I must say, this is one of the more distressing turns to a subject that I have seen in this forum. How can anyone justify or attempt to legitimize the act of shill bidding (which is, like it or not, a criminal act and constitutes fraud; look it up, it is against the law and is defined as fraud).



How can anyone say "hey, it is easy to spot so if you get taken in by it, oh well" which is basically what Deadlord is saying. If an elderly person is scammed by some telemarketter out of his/her saving, oh well, they should have known better. Is it ok to take advantage of the inexperienced or somewhat gullible? That is a very jaded view and truly says something about someones character.



The problem is not that you have a friend bidding on the item, but that your friend will not pay a dime if he wins; and the item will just go through another round of auctions until it sells to some sucker that you have milked for everything you can.



Deadlord, I am going to direct something at you strictly as an individual.

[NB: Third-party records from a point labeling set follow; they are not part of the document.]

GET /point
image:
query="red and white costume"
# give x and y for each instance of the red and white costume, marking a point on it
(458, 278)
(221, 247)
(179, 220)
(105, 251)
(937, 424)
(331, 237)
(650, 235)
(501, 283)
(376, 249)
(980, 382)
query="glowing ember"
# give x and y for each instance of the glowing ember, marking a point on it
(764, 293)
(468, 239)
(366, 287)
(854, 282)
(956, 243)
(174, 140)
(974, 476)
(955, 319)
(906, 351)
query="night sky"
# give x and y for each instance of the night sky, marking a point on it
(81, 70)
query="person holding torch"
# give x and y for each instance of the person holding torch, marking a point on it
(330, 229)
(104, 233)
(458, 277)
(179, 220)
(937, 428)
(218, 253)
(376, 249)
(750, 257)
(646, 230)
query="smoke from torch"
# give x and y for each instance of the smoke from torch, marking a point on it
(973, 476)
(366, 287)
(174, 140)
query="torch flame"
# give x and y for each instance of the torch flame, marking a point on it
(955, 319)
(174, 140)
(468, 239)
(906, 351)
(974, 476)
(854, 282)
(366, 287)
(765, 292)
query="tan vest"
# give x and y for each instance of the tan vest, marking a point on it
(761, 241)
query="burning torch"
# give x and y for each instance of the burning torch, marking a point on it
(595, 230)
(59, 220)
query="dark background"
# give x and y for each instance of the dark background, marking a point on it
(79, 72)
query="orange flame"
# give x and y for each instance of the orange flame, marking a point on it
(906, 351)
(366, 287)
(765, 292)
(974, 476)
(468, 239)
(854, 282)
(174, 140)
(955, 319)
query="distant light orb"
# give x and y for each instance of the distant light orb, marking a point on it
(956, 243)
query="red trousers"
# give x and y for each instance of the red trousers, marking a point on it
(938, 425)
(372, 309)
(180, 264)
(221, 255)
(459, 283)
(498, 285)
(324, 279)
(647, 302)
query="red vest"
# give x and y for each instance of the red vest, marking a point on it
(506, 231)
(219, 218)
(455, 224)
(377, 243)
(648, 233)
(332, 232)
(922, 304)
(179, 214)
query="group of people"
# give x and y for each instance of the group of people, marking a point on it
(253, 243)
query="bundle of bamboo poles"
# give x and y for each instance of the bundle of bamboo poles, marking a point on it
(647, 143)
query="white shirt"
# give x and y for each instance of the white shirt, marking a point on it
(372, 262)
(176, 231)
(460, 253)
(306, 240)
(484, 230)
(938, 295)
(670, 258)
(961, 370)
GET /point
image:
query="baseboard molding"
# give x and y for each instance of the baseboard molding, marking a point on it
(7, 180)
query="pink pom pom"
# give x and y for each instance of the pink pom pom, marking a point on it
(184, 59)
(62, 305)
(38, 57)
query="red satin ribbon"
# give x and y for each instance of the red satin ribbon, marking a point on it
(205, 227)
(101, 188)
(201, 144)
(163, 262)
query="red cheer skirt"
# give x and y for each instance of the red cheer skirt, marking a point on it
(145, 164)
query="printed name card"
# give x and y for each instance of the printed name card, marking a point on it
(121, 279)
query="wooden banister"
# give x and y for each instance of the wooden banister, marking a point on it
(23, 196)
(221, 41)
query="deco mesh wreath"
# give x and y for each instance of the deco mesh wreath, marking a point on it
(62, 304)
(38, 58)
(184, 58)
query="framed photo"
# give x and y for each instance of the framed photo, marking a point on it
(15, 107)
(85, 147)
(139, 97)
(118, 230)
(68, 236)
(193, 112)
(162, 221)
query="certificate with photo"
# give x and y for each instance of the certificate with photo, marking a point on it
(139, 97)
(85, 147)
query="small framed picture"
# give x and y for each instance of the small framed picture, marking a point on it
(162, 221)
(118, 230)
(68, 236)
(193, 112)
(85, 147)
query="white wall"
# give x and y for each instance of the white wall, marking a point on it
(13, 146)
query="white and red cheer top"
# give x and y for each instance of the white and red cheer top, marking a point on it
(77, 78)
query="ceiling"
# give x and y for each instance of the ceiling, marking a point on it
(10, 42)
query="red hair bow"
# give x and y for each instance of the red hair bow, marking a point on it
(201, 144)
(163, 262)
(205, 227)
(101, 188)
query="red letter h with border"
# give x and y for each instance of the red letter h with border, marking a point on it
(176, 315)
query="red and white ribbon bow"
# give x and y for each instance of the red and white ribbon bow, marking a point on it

You come in here and post threads and whine about someone legitimately winning auctions (please see: "Never Ends...") and then place posts either gloating about how you got an item on the cheap by circumventing the rules or not caring, and maybe even encouraging, people to preform fraud on others. I'll tell you what, you live right up in New Hampshire and I live in Massachusetts, why dont we meet and we can discuss this face to face. It would really bring me quite a bit of pleasure.